In addition, the first two Big 12 Championships – cross country and soccer – provided venues for Special Olympics activities. At the cross country championship in Ames, Iowa, on Nov. 1, over a dozen members of The ARC of Iowa participated in a race down the final 80 meters of the Iowa State Cross Country Course. Following the race, each ARC athlete received a certificate of participation from the Big 12.
The final game of the Big 12 Soccer Championship in San Antonio on Sunday, Nov. 9 welcomed two athletes for a pregame presentation of the game ball to officials. At halftime of the championship match, the Hutto Hippos from Austin and the NEYSO Special Team of San Antonio also faced off in a scrimmage for the crowd of Big 12 soccer fans.

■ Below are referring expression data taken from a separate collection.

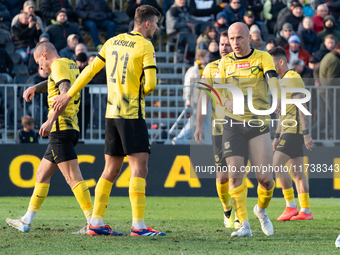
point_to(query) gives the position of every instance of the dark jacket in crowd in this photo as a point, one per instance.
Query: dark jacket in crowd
(14, 6)
(5, 61)
(176, 20)
(309, 39)
(234, 15)
(289, 17)
(59, 33)
(96, 10)
(49, 9)
(24, 36)
(321, 52)
(132, 6)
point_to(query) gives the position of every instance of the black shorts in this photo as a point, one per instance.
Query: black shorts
(126, 136)
(235, 138)
(61, 146)
(291, 144)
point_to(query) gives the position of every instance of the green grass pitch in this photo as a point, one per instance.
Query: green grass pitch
(193, 225)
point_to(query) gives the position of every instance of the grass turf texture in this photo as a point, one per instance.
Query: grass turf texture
(193, 226)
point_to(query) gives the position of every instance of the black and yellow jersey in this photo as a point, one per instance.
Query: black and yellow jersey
(63, 69)
(217, 111)
(127, 56)
(251, 71)
(291, 79)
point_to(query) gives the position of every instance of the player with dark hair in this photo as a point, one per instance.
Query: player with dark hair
(131, 74)
(247, 68)
(288, 143)
(62, 129)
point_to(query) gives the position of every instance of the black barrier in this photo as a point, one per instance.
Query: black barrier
(171, 172)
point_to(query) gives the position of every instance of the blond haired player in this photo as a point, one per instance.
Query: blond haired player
(131, 74)
(62, 129)
(288, 143)
(247, 68)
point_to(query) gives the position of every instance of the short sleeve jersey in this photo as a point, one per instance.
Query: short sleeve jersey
(63, 69)
(217, 110)
(126, 56)
(247, 72)
(291, 79)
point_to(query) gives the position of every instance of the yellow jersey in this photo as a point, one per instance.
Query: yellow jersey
(291, 79)
(217, 111)
(63, 69)
(248, 72)
(127, 56)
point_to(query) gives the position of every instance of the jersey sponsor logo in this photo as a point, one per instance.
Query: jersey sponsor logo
(242, 65)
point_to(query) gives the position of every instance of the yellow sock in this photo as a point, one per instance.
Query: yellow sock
(304, 200)
(223, 193)
(83, 196)
(288, 194)
(239, 200)
(264, 196)
(39, 194)
(102, 195)
(137, 198)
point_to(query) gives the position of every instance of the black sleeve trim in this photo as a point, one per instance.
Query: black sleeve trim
(270, 74)
(57, 84)
(149, 67)
(101, 58)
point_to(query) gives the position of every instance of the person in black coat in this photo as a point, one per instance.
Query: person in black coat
(308, 36)
(61, 30)
(96, 14)
(50, 8)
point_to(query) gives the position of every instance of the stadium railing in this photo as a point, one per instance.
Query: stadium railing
(164, 111)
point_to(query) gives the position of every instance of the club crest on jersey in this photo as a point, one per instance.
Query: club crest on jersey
(242, 65)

The Big 12 has made an effort to expand its involvement with Special Olympics in recent years, especially with the conference’s Student-Athlete Advisory Committee (SAAC) representatives. SAAC members have internship opportunities available with the state-level Special Olympics offices. Special Olympics has been the charity of choice for the Big 12 Conference since 1996.
Throughout the seven conference member states, more than 73,000 athletes participate in a total of 28 Special Olympics sports ranging from track and field to power lifting to team handball.
Special Olympics provide year-round sports training and competition for children and adults with intellectual disabilities. Through sports, Special Olympics' athletes have opportunities to develop physical fitness, demonstrate courage, learn new skills, gain self-confidence, set goals and reach expectations.